科学者と技術者の違い

科学分野の新しい発見をする

科学者は、おもに自然科学分野の研究を行い、それまでに解明されていなかったことを解き明かしたり、人類にとって新たな発見をする人のことをいいます。

具体的な日々の活動内容は実験や研究となりますが、それを論文にまとめ、学会で発表することを行っていきます。

科学者が目指すべきところは、いかに新たな知見に関する論文を書き、世に認めてもらうかということです。

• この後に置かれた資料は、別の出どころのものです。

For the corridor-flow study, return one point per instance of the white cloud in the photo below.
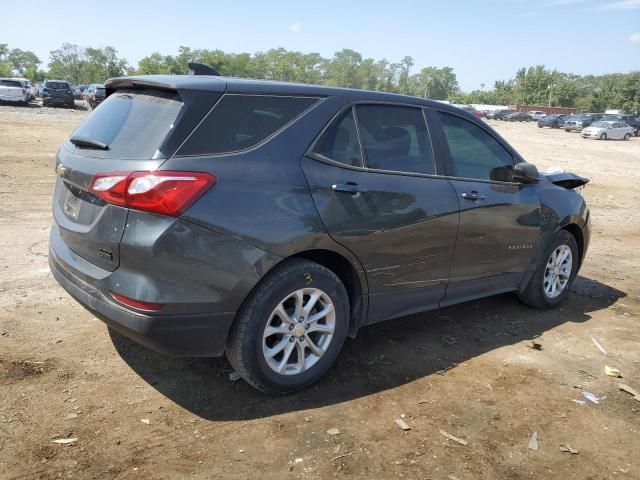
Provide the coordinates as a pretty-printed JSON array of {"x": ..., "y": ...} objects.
[
  {"x": 621, "y": 5},
  {"x": 569, "y": 2}
]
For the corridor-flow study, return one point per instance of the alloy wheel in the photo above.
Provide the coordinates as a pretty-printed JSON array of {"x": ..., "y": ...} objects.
[
  {"x": 299, "y": 331},
  {"x": 557, "y": 271}
]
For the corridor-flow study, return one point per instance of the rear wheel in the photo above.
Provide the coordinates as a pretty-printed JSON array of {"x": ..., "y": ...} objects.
[
  {"x": 556, "y": 271},
  {"x": 291, "y": 328}
]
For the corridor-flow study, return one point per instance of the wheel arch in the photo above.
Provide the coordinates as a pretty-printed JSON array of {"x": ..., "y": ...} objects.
[
  {"x": 577, "y": 233},
  {"x": 352, "y": 280}
]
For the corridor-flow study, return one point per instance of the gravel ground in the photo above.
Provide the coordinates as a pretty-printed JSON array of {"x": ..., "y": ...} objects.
[{"x": 469, "y": 371}]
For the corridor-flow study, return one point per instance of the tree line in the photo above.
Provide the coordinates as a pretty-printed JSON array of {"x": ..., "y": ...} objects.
[{"x": 346, "y": 68}]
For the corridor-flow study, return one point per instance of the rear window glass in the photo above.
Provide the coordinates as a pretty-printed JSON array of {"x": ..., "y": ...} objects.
[
  {"x": 239, "y": 122},
  {"x": 56, "y": 85},
  {"x": 10, "y": 83},
  {"x": 132, "y": 123}
]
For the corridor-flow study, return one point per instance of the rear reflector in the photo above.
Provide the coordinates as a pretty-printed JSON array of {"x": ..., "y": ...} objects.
[
  {"x": 162, "y": 192},
  {"x": 137, "y": 304}
]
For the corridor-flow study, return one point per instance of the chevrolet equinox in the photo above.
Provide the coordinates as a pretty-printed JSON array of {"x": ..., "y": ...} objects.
[{"x": 267, "y": 221}]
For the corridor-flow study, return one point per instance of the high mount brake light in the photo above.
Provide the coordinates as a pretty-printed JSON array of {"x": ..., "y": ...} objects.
[{"x": 162, "y": 192}]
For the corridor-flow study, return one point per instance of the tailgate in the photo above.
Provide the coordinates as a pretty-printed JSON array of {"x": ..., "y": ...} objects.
[{"x": 123, "y": 135}]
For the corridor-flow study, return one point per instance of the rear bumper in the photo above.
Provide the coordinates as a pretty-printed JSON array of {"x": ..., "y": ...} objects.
[{"x": 199, "y": 335}]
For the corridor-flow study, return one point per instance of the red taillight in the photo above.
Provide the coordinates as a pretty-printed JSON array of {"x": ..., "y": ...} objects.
[
  {"x": 130, "y": 302},
  {"x": 161, "y": 192}
]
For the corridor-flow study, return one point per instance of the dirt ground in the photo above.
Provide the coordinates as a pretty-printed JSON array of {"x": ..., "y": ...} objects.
[{"x": 467, "y": 370}]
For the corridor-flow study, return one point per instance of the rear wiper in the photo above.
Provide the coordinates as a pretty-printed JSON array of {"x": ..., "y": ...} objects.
[{"x": 85, "y": 142}]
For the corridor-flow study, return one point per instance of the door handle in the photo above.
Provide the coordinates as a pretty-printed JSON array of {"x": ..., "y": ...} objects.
[
  {"x": 472, "y": 195},
  {"x": 348, "y": 187}
]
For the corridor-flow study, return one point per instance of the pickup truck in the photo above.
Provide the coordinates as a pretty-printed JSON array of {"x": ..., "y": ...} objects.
[{"x": 13, "y": 91}]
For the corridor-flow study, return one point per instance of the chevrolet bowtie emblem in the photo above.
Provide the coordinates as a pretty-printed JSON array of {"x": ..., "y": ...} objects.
[{"x": 61, "y": 170}]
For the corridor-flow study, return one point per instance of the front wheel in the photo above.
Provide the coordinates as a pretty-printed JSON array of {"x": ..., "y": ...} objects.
[
  {"x": 291, "y": 328},
  {"x": 555, "y": 273}
]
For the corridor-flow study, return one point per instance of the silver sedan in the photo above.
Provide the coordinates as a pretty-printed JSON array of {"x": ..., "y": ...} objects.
[{"x": 604, "y": 130}]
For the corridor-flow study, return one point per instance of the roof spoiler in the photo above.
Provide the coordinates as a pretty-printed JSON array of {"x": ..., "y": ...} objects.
[{"x": 200, "y": 69}]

その時点では答えのない問いにひたすら挑み続けていくのが、科学者という存在です。

なお、科学者の大半は大学院へ進んで「博士号」を取得しており、大学に所属して研究活動を続ける人のほか、企業の研究所や公的研究所で働く人もいます。

世の中を便利にする製品の開発をする技術者

技術者は、製造業などに勤務する「開発職」の人のことを指すことが多いです。

専門分野は機械、化学、電気・電子、建築など多岐にわたりますが、いずれの分野でも知識を応用して、世に出て役に立つもの(製品)を短期~中期スパンで具体的な形にしていくことが、技術者のおもな役割となっています。

製品開発を行う技術者は、ものづくりにおいてコストや安全性まで考えた設計を行わなくてはなりません。

また、形のあるものづくりをするだけでなく、Webサービスやシステムといった手には触れられないものをつくるIT分野で活躍するエンジニアも技術者の一種といえます。

どちらも研究者の一種

科学者と技術者が行っていることは、場合によっては一部重なる部分もあると考えられます。

実際にものづくりをする技術者のほうが、より職人的な要素が強い仕事といえますが、技術者でもものづくりのための研究活動に力を注いでいる人もいます。

なお、さらに似たような意味で使われる仕事に「研究者」もありますが、科学者も技術者も研究をして成果を出すことから、それぞれ研究者でもあるといえるでしょう。